One of the most common complaints about any seminar or presentation is that the speaker has put a lot of text on a slide and is reading it out.  There really is no point to that.  If there is just a lot of text on a slide, the audience could easily have read this themselves.  That is not to say you shouldn’t have any slides (although this is possible). You should however really think about what the purpose of these slides is, how they support the delivery of your message and how they come across to the audience. To ensure you have supportive slides, consider the following:

Limit your words

As set our above, you absolutely what you are going to say onto a slide deck.  If you put text on a slide, the audience will inevitably read it (rather than listening to you).  The amount of text on slides should be limited as far as possible.

I once attended a seminar by a company who designed slides.  They proudly asserted that they could represent any information that needed to be conveyed in a visual format…and proved it.  For most seminars, you may not be able to pay someone to produce incredible slides for you. You can think about whether information can be represented visually. 

In property, we use maps, pictures and plans to explain something more clearly, yet these are often forgotten in seminars.  Likewise, showing statistics, timelines and processes graphically are far more likely to make them understandable and memorable. 

Remember that you are using these to explain something to your audience, so they should not be too complicated.  As with any form of speaking, why not ask for feedback. Ask someone not familiar with your topic whether what you are saying and how you are illustrating it is clear.

Check your tech

Another major complaint about slides accompanying seminars and presentations is that whatever is on the slides is totally unreadable.  This makes the slides a distraction. 

I’ve seen a few online seminars where the slides were not displayed properly, often with presenter view showing.  This means the slide itself does not take up much of the screen (so not readable) and the audience can see the next slide and presenter notes.  If you are using slides, make sure you’ve checked how they will appear to an audience.

Technology sometimes fails.  If it does, you must be able to present without the slides.  They therefore cannot act as your speaker notes (and shouldn’t).  Well-designed slides aid the presentation, they aren’t the whole point of it.

What should a slide be?

Supportive slides are there to help the audience understand.  As a presenter you should not need to look at them.  You should be looking at your audience.  And the audience should be listening to you, not reading your slides.

Less is more – in amount of text on a slide and also the number of slides.  One suggested rule of thumb is that there should be a maximum of one slide per minute you are speaking. If anything I’d suggest to go for fewer. 

I also advocate not having a slide showing when one isn’t needed.  If there is part of a presentation where you want all of the attention on what you are saying, don’t have anything on screen.  You can achieve this by turning off the slides (using a clicker / pressing B (black) or W (white) when presenting in PowerPoint or simply adding a blank slide to your presentation).

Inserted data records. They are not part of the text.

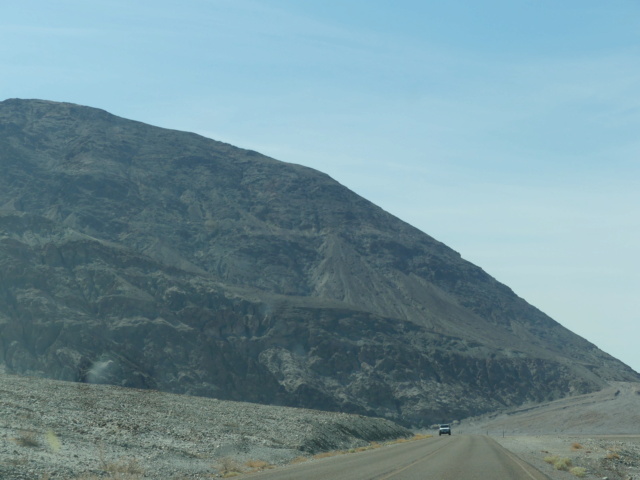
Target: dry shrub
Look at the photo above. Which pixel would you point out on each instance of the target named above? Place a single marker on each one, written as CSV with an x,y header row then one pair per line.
x,y
612,456
578,471
558,462
299,460
332,453
27,439
562,464
258,464
126,466
228,467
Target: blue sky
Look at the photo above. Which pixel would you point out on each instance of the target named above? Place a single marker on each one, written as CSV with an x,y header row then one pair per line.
x,y
509,130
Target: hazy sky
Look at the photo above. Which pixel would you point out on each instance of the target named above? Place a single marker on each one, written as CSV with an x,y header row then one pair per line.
x,y
509,130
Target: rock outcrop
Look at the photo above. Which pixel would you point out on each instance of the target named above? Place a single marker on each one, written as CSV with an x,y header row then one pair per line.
x,y
152,258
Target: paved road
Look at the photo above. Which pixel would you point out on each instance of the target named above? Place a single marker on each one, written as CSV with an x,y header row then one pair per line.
x,y
459,457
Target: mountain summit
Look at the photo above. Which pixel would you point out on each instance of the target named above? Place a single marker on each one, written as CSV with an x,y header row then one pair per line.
x,y
153,258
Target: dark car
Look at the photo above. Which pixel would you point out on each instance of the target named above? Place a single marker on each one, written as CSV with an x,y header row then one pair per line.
x,y
444,429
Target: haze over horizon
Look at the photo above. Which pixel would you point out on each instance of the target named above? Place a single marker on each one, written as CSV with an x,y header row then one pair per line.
x,y
506,130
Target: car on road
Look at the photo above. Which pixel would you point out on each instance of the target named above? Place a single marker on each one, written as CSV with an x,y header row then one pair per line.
x,y
444,429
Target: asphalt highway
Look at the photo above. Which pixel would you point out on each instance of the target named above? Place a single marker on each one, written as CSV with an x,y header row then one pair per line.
x,y
459,457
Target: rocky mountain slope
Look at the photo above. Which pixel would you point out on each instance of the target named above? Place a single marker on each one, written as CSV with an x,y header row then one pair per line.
x,y
152,258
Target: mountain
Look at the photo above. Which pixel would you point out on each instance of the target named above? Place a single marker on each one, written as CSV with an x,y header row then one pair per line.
x,y
145,257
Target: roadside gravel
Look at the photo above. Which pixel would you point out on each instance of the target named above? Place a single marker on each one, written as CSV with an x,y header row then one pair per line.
x,y
610,457
63,430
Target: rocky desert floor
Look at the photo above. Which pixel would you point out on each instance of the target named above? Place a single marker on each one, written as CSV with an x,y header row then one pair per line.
x,y
63,430
587,436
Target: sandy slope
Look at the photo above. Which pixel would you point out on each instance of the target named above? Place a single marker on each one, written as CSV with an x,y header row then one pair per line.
x,y
599,432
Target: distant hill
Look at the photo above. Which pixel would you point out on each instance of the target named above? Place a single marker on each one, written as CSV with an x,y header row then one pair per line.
x,y
145,257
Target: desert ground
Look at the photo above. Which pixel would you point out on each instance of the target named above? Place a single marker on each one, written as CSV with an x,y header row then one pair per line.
x,y
62,430
598,433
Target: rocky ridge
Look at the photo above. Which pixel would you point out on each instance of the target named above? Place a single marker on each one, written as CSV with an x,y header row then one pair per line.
x,y
150,258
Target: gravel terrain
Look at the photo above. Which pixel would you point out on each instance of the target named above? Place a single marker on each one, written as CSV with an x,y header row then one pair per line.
x,y
52,429
598,432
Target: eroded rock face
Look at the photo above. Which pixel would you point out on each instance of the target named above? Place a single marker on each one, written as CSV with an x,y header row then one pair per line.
x,y
151,258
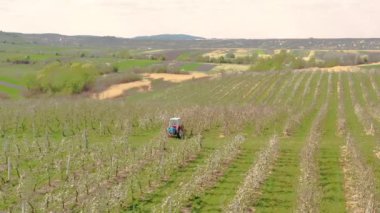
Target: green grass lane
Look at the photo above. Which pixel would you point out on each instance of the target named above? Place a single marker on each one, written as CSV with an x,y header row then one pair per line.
x,y
331,175
130,64
365,143
211,142
279,192
216,198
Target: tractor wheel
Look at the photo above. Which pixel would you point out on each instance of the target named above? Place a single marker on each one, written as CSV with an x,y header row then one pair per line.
x,y
181,134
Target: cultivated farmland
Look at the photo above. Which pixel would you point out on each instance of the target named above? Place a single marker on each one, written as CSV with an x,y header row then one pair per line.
x,y
277,141
83,125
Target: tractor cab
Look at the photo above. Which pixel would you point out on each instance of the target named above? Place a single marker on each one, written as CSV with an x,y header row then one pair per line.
x,y
176,128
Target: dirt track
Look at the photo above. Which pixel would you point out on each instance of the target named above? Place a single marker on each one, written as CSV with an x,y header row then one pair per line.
x,y
118,89
175,78
144,85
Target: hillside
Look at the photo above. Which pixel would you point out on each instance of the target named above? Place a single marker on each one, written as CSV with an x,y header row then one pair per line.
x,y
169,37
187,42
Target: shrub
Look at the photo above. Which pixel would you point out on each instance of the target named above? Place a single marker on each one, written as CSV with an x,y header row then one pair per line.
x,y
106,81
63,78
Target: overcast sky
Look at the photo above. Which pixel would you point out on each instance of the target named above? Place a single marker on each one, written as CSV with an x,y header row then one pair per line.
x,y
208,18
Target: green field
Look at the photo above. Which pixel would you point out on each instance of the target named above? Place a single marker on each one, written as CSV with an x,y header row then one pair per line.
x,y
266,142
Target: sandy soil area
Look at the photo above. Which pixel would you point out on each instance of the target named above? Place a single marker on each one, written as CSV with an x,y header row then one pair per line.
x,y
117,90
175,78
231,67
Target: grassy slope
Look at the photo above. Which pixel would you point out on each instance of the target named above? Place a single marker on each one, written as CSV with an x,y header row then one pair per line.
x,y
279,193
331,177
366,143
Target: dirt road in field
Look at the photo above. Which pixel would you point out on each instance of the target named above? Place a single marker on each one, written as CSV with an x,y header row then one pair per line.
x,y
175,78
118,90
342,68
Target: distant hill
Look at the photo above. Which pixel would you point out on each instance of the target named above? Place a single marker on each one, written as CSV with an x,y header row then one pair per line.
x,y
169,37
170,41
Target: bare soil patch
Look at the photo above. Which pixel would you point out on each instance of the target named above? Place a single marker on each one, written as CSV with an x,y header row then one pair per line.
x,y
175,78
377,153
117,90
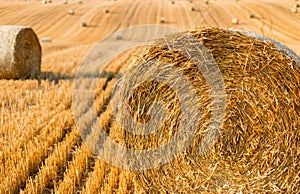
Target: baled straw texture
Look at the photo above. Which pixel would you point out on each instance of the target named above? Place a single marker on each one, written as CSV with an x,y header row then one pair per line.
x,y
258,149
20,52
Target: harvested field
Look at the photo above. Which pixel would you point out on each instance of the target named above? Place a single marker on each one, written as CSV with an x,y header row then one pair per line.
x,y
40,148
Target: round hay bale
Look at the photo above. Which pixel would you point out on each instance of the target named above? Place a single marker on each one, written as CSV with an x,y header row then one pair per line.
x,y
46,39
84,23
294,10
119,36
71,12
258,145
235,21
106,10
20,52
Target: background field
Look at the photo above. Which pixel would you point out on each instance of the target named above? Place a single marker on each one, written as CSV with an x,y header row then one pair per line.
x,y
40,149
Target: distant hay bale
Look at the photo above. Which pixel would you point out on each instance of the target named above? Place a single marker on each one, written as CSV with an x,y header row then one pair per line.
x,y
84,23
119,36
71,12
106,10
294,10
258,145
235,21
46,39
20,52
251,15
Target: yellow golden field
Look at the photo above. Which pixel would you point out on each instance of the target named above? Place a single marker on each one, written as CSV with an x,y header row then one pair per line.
x,y
40,148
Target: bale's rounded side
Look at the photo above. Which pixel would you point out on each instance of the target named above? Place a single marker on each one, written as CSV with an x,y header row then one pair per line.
x,y
258,145
20,52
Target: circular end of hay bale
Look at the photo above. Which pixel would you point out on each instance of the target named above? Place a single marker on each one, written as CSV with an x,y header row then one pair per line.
x,y
20,53
258,142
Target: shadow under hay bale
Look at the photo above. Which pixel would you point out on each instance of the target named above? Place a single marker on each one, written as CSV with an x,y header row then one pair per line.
x,y
20,53
258,145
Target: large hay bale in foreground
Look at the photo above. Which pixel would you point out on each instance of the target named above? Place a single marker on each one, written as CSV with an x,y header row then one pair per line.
x,y
20,52
258,149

Ultimately make sure you’ve asked yourself – what am I helping the audience to understand with this slide?  Put yourself in their place – if you were listening to this presentation, would you find the slide engaging, understandable and helpful?

My top tips for effective and supportive slides:

  • Whatever you do, don’t fill slides with blocks of text which you simply read out.
  • Use photographs, maps, diagrams, graphs, etc to illustrate your points.
  • Make sure whatever is on the slide is clear when on screen.
  • Do not have too many slides (if it’s more than one per minute, it’s probably too much).
  • Don’t be afraid to have nothing on screen if a slide is not needed.

Overall – keep it simple, even when explaining the complicated.